C.    PENGGOLONGAN DAN KLASIFIKASI HADITS
Secara konsepsional bahwa hadits itu dari satu segimdapat dibagi menjadi dua, yaitu kuantitas dan kualitas. Yang dimaksud segi kuantitasnya adalah penggolongan hadits ditinjau dari banyaknya rowi yang meriwayatkan hadits. Sedangkan hadits berdasarkan kualitasnya adalah penggolongan hadits dilihat dari aspek diterimanya atau ditolaknya.
1.      Penggolongan Hadits Berdasarkan Banyaknya Rawi
Para sahabat dalam menerima hadits dari Nabi Muhammad SAW. Terkadang berhadapan langsung dengan sahabat yang jumlahnya sangat banyak karena pada saat nabi sedang memberikan khutbah di hadapan kaum muslimin, kadang hanya beberapa sahabat bahkan juga bisa terjadi hanya satu atau dua orang sahabat saja. Demikian itu terus terjadi dari sahabat ke tabi’in sampai pada generasi yang menghimpun hadits dalam berbagai kitab. Dan sudah barang tentu informasi yang dibawa oleh banyak rowi lebih meyakinkan apabila dibandingkan dengan informasi yang dibawa oleh satu atau dua orang rowi saja. Dari sinilah para ahli hadits membagi hadits menurut jumlah rowinya 1.

§  Hadits Mutawatir
Kata mutawatir Menurut lughat ialah mutatabi yang berarti beriring-iringan atau berturut-turut antara satu dengan yang lain 2. Hadits mutawatir merupakan hadits yang diriwayatkan oleh banyak orang dalam setiap generasi, sejak generasi shahabat sampai generasi akhir (penulis kitab), orang banyak tersebut layaknya mustahil untuk berbohong 3. Tentang seberapa banyak orang yang dimaksud dalam setiap generasi belum terdapat sebuah ketentuan yang jelas. Dengan demikian dapat dikatakan bahwa hadits mutawatir adalah laporan dari orang-orang yang jumlahnya tidak ditentukan (la yusha ‘adaduhum) yang tidak mungkin mereka bersepakat untuk berbuat dusta mengingat jumlah mereka yang besar (‘adalah) dan tempat tinggal mereka yang beragam 4.
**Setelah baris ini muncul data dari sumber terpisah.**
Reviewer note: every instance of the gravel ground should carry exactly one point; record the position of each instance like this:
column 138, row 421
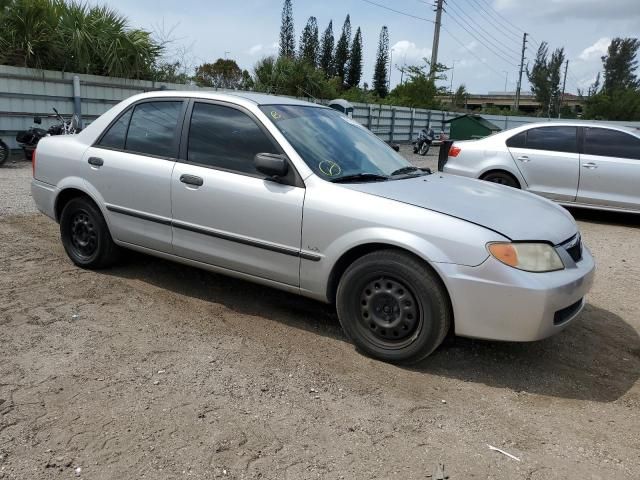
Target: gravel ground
column 157, row 370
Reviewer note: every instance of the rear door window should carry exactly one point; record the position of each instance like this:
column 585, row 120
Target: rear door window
column 115, row 136
column 556, row 139
column 226, row 138
column 611, row 143
column 153, row 128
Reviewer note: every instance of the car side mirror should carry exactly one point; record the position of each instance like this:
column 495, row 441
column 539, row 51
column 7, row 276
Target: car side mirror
column 273, row 165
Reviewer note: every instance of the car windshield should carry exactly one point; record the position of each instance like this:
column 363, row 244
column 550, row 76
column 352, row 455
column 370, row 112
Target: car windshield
column 336, row 147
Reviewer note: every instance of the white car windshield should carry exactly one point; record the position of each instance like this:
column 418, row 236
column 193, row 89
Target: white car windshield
column 336, row 147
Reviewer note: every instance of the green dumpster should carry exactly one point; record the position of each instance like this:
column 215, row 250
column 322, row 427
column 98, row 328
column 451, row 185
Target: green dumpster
column 470, row 127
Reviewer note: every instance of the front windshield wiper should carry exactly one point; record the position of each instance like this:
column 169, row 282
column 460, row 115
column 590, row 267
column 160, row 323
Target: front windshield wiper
column 407, row 169
column 361, row 177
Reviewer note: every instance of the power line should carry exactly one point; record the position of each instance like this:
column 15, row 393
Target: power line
column 506, row 22
column 507, row 51
column 509, row 60
column 399, row 12
column 472, row 52
column 499, row 28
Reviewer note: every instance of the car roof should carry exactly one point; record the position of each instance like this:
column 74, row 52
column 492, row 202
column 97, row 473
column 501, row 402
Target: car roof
column 571, row 123
column 231, row 96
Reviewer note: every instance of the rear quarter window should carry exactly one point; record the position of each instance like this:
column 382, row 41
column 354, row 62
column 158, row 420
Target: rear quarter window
column 611, row 143
column 518, row 141
column 555, row 139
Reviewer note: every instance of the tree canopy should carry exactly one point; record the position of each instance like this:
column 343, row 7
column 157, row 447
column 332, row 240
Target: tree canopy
column 73, row 36
column 309, row 42
column 380, row 85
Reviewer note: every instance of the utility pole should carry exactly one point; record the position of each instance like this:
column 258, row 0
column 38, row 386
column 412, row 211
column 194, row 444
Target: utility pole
column 564, row 83
column 390, row 67
column 436, row 38
column 524, row 46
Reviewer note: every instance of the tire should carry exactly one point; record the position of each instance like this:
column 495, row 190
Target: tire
column 393, row 307
column 502, row 178
column 85, row 235
column 4, row 152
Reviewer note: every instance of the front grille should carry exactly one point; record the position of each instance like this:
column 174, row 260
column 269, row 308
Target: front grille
column 566, row 313
column 573, row 246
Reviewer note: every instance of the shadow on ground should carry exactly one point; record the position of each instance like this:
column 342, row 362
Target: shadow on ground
column 596, row 358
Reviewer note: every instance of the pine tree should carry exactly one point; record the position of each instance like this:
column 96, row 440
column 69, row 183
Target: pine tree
column 341, row 57
column 326, row 51
column 355, row 61
column 309, row 43
column 287, row 32
column 620, row 65
column 382, row 58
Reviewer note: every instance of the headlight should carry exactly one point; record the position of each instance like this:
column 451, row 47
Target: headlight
column 531, row 257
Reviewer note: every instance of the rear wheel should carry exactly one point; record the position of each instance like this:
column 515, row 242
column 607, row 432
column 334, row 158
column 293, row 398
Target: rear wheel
column 503, row 178
column 4, row 152
column 393, row 307
column 85, row 235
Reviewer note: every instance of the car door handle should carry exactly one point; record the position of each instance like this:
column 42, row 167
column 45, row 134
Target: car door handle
column 191, row 180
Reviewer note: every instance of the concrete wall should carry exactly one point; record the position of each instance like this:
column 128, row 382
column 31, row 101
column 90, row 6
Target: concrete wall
column 26, row 92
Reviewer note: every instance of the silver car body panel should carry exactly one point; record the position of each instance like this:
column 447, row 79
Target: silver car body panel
column 293, row 237
column 573, row 179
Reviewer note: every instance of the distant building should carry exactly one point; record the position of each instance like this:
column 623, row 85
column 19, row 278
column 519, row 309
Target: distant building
column 506, row 101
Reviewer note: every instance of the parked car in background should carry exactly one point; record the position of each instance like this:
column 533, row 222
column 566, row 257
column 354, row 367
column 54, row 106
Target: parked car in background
column 223, row 181
column 585, row 164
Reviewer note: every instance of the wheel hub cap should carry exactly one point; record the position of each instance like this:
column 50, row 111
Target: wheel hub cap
column 83, row 234
column 388, row 309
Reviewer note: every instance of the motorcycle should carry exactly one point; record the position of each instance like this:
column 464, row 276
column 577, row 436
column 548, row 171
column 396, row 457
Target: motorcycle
column 28, row 139
column 423, row 142
column 4, row 152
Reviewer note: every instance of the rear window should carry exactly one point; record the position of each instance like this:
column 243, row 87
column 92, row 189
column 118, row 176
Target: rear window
column 611, row 143
column 556, row 139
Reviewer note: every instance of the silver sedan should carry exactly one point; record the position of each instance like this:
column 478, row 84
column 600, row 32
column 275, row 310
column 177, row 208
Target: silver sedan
column 585, row 164
column 302, row 198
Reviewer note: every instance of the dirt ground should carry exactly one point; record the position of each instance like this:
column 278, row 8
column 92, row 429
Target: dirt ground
column 157, row 370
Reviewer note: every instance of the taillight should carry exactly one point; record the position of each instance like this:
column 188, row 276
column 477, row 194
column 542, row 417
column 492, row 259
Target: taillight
column 454, row 151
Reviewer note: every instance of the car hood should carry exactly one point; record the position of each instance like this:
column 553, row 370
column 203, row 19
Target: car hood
column 513, row 213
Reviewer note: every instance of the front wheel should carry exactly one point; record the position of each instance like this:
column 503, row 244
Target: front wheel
column 393, row 307
column 85, row 235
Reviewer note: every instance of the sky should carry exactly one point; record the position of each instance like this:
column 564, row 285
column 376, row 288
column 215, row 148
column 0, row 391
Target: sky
column 481, row 40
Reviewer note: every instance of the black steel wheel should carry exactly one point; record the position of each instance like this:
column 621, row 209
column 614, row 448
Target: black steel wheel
column 389, row 315
column 4, row 152
column 393, row 306
column 85, row 235
column 502, row 178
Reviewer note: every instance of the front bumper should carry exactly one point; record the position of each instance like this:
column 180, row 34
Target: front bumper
column 496, row 302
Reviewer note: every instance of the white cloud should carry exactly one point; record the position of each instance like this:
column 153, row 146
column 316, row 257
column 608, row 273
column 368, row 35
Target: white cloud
column 255, row 49
column 596, row 50
column 408, row 52
column 262, row 49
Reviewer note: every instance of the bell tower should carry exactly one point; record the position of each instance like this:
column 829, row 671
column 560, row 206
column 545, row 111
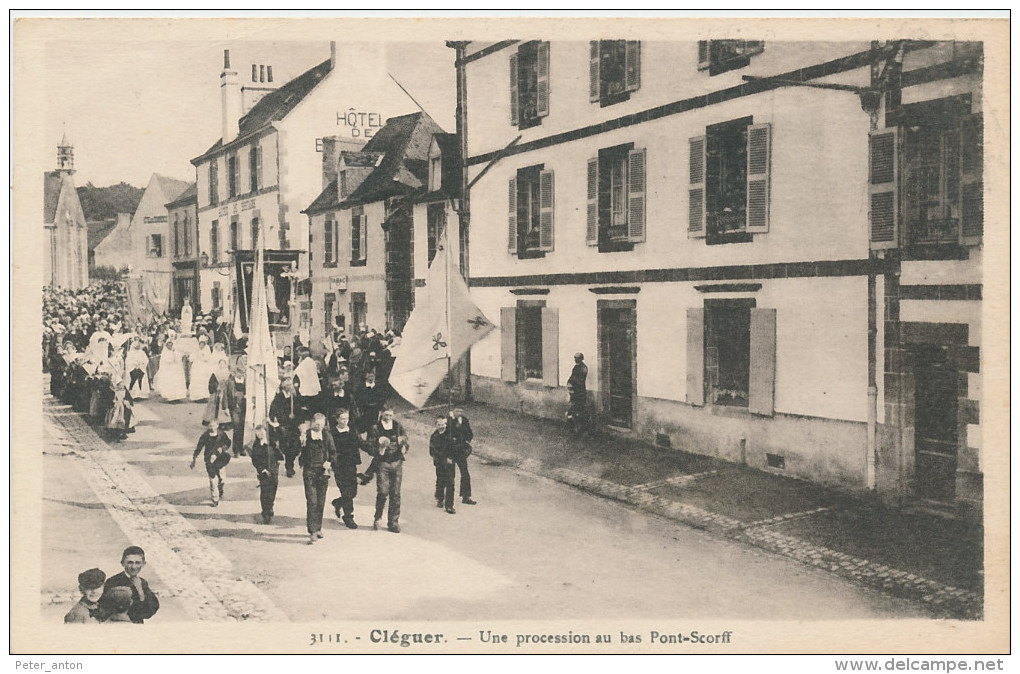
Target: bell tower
column 65, row 155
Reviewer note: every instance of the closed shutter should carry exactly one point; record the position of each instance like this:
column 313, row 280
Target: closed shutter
column 546, row 201
column 594, row 84
column 704, row 55
column 696, row 190
column 971, row 182
column 761, row 397
column 514, row 101
column 883, row 207
column 636, row 191
column 543, row 84
column 696, row 357
column 631, row 62
column 759, row 168
column 550, row 347
column 508, row 344
column 592, row 232
column 512, row 218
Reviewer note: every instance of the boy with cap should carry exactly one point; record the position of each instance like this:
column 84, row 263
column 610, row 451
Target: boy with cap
column 213, row 445
column 144, row 603
column 90, row 583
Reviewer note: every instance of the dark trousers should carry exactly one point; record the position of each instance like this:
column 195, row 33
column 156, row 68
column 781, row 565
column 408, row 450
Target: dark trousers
column 465, row 478
column 347, row 482
column 315, row 486
column 267, row 491
column 446, row 475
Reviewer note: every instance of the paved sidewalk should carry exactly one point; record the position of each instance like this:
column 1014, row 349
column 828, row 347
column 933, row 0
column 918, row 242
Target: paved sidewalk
column 931, row 559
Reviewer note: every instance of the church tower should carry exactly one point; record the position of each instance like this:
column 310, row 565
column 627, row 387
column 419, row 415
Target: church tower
column 65, row 156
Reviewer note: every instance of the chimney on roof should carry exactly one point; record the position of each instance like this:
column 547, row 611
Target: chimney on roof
column 230, row 91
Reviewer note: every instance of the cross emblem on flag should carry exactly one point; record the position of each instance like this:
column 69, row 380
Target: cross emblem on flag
column 478, row 322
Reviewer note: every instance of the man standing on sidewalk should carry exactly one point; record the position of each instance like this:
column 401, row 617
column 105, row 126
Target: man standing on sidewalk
column 460, row 439
column 316, row 457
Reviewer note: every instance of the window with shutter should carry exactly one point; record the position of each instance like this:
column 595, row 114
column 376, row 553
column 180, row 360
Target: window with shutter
column 759, row 160
column 696, row 191
column 614, row 71
column 761, row 397
column 882, row 178
column 508, row 344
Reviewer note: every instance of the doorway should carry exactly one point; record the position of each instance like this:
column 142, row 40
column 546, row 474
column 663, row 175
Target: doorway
column 617, row 355
column 936, row 431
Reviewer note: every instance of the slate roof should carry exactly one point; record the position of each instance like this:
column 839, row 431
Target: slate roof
column 274, row 105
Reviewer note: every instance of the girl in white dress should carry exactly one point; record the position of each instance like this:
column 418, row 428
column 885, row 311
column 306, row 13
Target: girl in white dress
column 169, row 382
column 202, row 369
Sebagian besar ulama sepakat bahwa hadist mutawatir menimbulkan konsekuensi hukum dan pengetahuan yang positif (yaqin) dan orang yang menyangkalnya dianggap berbelit akalnya dan tidak bermoral 5. Ulama telah menyepakti bahwa hadits ini dapat dijadikan hujjah baik dalam bidang aqidah maupun dalam bidang syari’ah 6.
Hadits mutawatir memberikan faedah ilmu daruri, yakni keharusan untuk menerimanya secara bulat sesuatu yang diberitahukan mutawatir karena ia membawa keyakinan yang qath’i (pasti), dengan seyakin-yakinnya bahwa Nabi Muhammad SAW benar-benar menyabdakan atau mengerjakan sesuatu seperti yang diriwayatkan oleh rawi-rawi mutawatir 7.
Dapat dikatakan bahwa penelitian terhadap rawi-rawii hadits mutawatir tentang keadilan dan kedlabitannya tidak diperlukan lagi, karena kuantitas rawi-rawinya mencapai ketentuan yang dapat menjamin untuk tidak bersepakat dusta. Oleh karenanya wajib bagi setiap muslim menerima dan mengamalkan semua hadits mutawatir. Umat Islam telah sepakat tentang faedah hadits mutawatir seperti tersebut di atas dan bahkan orang yang mengingkari hasil ilmu daruri dari hadits mutawatir sama halnya dengan mengingkari hasil ilmu daruri yang berdasarkan musyahailat (pelibatan pancaindera).
Sebuah hadits dapat digolongkan ke dalam hadits mutawatir apabila memenuhi beberapa syarat. Adapun persyaratan tersebut antara lain adalah sebagai berikut 8 :
a.       Hadits (khabar) yang diberitakan oleh rawi – rawi tersebut harus berdasarkan tanggapan (daya tangkap) pancaindera. Artinya bahwa berita yang disampaikan itu benar – benar merupakan hasil pemikiran semata atau rangkuman dari peristiwa – peristiwa yang lain dan yang semacamnya, dalam arti tidak merupakan hasil tanggapan pancaindera (tidak didengar atau dilihat) sendiri oleh pemberitanya, maka tidak dapat disebut hadits mutawatir walaupun rawi yang memberikan itu mencapai jumlah yang banyak.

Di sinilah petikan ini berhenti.